An unofficial quota meteorology site that forecasts the odds of a Codex quota reset in the next 48 hours by watching OpenAI’s status page, staff vagueposting, and launch confetti. It is entirely a joke. You will still check it before your next big session.
https://www.willcodexquotareset.com
🔥 This Week’s Pick
Open models had their best week in a long time
If you internalize one thing from this issue, make it this: the open frontier moved. Kimi K3 put a 3-trillion-class model in the open. Thinking Machines, founded by OpenAI’s former CTO, shipped its first model and made it open-weight. Microsoft’s own CEO told enterprises that feeding closed models is a quiet tax on their own knowledge. No single one of these settles the open-versus-closed debate. Landing in the same week, they make the closed labs’ moat look less like a canyon and more like a ditch. If you are building local-first or hot-swappable, this is the week the market started saying what you already believed.
🧪 This Week’s Experiments
Pull an open model into LM Studio Bionic and see how close it gets to your daily closed model on one real task.

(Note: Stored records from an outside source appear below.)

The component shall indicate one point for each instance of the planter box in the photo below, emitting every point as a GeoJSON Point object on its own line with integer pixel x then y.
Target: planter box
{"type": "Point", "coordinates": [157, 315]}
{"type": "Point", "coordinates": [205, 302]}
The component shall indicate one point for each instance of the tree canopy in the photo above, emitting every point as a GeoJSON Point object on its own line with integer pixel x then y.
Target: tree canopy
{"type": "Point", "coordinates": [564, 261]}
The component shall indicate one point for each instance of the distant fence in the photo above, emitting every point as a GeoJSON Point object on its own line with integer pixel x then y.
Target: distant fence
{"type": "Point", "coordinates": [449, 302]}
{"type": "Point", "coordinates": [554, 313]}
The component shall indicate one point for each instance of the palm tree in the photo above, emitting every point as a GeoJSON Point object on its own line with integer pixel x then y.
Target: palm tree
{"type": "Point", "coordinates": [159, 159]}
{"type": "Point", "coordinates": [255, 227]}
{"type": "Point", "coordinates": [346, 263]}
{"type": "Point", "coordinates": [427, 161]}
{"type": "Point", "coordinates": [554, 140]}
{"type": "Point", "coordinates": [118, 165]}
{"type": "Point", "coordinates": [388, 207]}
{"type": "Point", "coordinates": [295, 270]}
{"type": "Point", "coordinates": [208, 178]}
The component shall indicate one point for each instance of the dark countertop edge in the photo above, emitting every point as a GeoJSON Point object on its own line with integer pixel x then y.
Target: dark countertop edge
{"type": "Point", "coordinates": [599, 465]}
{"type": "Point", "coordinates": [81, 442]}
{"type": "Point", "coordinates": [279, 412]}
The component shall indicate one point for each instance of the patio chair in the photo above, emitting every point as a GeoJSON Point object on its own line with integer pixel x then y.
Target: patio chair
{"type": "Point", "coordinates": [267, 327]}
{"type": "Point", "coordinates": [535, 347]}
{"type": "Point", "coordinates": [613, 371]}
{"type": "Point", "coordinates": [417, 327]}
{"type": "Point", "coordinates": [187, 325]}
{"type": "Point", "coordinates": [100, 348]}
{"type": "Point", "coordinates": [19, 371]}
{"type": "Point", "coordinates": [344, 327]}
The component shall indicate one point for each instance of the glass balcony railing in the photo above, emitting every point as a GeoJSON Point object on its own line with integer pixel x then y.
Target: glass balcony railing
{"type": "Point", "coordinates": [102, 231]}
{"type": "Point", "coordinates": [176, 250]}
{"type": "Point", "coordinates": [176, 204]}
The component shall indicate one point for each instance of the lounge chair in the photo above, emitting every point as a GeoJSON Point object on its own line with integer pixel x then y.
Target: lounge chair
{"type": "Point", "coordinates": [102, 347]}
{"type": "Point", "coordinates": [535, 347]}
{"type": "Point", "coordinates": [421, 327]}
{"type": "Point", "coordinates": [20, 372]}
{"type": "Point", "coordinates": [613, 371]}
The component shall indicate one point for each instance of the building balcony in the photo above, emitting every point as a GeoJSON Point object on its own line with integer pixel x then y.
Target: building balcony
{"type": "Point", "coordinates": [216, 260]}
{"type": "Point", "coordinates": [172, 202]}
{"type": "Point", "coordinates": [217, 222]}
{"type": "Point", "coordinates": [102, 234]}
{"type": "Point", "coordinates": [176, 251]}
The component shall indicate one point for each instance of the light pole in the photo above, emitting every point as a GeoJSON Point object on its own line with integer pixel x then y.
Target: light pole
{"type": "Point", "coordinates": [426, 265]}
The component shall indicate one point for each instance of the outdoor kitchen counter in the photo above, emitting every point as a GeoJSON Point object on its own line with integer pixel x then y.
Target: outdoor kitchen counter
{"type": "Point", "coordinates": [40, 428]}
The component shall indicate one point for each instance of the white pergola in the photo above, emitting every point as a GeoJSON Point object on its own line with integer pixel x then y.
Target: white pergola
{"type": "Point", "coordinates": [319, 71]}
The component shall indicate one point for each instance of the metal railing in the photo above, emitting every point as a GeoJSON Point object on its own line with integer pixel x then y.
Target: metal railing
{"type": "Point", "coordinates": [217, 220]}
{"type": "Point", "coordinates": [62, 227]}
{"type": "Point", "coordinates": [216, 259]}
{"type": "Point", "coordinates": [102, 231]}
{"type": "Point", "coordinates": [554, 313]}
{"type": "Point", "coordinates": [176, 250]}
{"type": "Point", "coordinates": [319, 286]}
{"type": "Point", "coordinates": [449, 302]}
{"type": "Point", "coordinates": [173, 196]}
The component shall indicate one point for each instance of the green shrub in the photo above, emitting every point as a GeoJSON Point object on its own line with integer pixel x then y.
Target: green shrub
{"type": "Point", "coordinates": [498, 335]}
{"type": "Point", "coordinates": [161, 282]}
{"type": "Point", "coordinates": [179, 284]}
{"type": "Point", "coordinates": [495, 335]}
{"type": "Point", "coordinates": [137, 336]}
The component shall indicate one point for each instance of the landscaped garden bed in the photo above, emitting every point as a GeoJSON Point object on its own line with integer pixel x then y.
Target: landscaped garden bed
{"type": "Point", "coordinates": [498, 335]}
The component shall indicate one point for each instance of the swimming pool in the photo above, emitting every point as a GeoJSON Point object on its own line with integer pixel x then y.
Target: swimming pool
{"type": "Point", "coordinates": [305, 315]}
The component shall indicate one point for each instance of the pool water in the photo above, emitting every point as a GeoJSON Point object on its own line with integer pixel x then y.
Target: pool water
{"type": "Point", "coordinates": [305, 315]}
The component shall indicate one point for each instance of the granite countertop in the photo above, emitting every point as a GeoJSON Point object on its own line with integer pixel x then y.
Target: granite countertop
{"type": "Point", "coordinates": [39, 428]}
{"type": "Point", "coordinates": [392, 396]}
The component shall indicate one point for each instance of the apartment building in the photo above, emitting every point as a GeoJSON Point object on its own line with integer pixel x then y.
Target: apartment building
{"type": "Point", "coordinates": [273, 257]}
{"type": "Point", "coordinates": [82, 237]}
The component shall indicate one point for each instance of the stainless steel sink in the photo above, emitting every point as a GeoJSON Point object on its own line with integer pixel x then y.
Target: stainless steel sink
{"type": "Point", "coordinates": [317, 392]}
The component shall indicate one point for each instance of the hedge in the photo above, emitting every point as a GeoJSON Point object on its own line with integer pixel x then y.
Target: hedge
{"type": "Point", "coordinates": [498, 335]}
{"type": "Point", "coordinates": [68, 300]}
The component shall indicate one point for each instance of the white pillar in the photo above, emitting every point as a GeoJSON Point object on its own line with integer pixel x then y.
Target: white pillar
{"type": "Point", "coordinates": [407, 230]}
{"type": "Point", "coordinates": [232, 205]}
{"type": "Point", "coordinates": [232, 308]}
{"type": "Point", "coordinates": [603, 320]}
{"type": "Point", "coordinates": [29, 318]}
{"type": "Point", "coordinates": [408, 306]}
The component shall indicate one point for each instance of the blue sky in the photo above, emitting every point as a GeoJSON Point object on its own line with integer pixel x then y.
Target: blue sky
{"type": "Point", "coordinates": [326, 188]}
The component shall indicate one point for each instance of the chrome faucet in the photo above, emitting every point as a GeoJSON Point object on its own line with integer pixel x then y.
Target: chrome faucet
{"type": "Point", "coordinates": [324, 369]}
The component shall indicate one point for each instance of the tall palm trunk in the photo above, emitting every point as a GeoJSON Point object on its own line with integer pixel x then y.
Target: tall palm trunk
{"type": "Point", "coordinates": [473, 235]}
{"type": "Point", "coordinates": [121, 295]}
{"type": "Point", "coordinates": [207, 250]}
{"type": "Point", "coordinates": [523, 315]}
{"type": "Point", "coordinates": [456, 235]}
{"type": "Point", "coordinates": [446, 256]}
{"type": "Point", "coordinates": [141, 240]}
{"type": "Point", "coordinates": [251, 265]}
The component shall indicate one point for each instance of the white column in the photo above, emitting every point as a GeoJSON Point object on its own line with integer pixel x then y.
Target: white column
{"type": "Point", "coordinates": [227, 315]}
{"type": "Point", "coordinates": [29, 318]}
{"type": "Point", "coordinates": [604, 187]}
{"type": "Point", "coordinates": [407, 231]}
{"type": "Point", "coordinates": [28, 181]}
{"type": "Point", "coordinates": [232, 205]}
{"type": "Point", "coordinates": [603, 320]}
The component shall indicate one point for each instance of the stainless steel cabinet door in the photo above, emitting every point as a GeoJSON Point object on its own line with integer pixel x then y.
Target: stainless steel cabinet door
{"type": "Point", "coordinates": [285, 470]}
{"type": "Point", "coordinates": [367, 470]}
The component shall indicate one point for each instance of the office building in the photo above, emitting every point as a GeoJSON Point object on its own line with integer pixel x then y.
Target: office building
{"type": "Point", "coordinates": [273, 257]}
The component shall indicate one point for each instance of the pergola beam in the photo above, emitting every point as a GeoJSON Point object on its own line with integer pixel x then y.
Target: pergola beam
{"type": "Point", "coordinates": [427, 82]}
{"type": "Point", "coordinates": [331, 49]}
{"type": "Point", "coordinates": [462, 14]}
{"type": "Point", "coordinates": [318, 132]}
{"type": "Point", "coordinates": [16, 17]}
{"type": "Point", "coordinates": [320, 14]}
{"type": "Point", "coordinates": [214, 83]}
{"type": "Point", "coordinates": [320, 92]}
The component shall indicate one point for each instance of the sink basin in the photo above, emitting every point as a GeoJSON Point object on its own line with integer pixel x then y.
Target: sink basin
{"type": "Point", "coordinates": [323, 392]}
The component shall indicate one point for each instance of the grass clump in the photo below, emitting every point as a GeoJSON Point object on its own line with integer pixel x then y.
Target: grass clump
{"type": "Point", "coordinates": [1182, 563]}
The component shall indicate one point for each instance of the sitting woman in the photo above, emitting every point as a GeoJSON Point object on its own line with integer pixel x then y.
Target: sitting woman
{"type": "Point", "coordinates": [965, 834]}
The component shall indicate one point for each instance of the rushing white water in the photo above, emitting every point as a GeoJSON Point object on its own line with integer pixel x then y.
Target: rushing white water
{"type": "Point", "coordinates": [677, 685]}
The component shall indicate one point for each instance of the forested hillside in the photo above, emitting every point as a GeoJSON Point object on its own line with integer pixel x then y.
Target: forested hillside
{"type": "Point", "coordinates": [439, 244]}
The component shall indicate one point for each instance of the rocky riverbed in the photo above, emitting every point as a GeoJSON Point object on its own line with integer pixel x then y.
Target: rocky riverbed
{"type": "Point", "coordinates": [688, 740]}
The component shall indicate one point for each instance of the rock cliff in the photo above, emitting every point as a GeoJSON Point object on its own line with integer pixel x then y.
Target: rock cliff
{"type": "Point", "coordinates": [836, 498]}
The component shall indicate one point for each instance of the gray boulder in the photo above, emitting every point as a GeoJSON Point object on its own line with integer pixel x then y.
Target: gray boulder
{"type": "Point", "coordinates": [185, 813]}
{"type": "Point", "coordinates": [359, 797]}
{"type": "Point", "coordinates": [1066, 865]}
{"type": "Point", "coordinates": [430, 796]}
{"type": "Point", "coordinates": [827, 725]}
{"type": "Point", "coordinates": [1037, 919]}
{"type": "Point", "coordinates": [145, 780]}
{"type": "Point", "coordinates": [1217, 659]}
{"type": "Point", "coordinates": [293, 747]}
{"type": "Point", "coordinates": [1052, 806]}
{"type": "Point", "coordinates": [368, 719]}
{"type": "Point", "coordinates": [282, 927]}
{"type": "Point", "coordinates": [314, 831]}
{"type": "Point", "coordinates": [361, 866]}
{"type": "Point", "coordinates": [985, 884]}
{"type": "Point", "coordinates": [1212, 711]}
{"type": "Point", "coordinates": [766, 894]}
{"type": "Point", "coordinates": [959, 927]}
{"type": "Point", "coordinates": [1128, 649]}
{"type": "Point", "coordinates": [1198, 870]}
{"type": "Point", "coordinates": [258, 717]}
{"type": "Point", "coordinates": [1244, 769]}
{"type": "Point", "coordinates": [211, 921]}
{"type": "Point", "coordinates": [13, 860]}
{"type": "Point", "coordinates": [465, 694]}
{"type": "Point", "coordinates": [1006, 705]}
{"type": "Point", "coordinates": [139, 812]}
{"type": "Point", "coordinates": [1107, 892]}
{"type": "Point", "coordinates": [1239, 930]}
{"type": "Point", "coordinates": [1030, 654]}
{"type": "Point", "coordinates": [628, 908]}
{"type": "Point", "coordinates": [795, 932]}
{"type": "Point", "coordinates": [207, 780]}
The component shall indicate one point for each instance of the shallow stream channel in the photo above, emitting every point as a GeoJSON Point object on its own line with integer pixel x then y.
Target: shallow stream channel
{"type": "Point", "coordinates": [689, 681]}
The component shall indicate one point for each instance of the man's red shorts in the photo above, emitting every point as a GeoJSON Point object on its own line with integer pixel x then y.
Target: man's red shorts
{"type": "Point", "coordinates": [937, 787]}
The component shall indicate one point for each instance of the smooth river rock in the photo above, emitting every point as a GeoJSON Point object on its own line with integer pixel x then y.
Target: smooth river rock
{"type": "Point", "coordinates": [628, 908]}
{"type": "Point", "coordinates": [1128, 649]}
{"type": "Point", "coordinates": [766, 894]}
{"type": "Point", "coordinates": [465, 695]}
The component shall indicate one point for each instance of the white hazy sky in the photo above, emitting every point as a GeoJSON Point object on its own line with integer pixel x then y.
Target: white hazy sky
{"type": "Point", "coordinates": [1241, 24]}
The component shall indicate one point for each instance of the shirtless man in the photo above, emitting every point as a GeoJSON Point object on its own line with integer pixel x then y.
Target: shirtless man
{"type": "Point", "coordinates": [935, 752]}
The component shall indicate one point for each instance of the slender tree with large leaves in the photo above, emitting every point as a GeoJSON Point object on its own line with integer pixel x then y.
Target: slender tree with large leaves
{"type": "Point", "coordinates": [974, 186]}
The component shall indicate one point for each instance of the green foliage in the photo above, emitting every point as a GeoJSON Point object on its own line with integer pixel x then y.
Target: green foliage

Point a coding agent at OmniRoute and watch it fall back to a free provider the moment your quota dies.
Write down the last five corrections you gave a closed model this week, then ask whether you would hand that list to a competitor.
Boot pgrust from a copy of a real Postgres data directory and throw your ugliest query at it.
Open Will Codex reset before your next long session, purely for morale.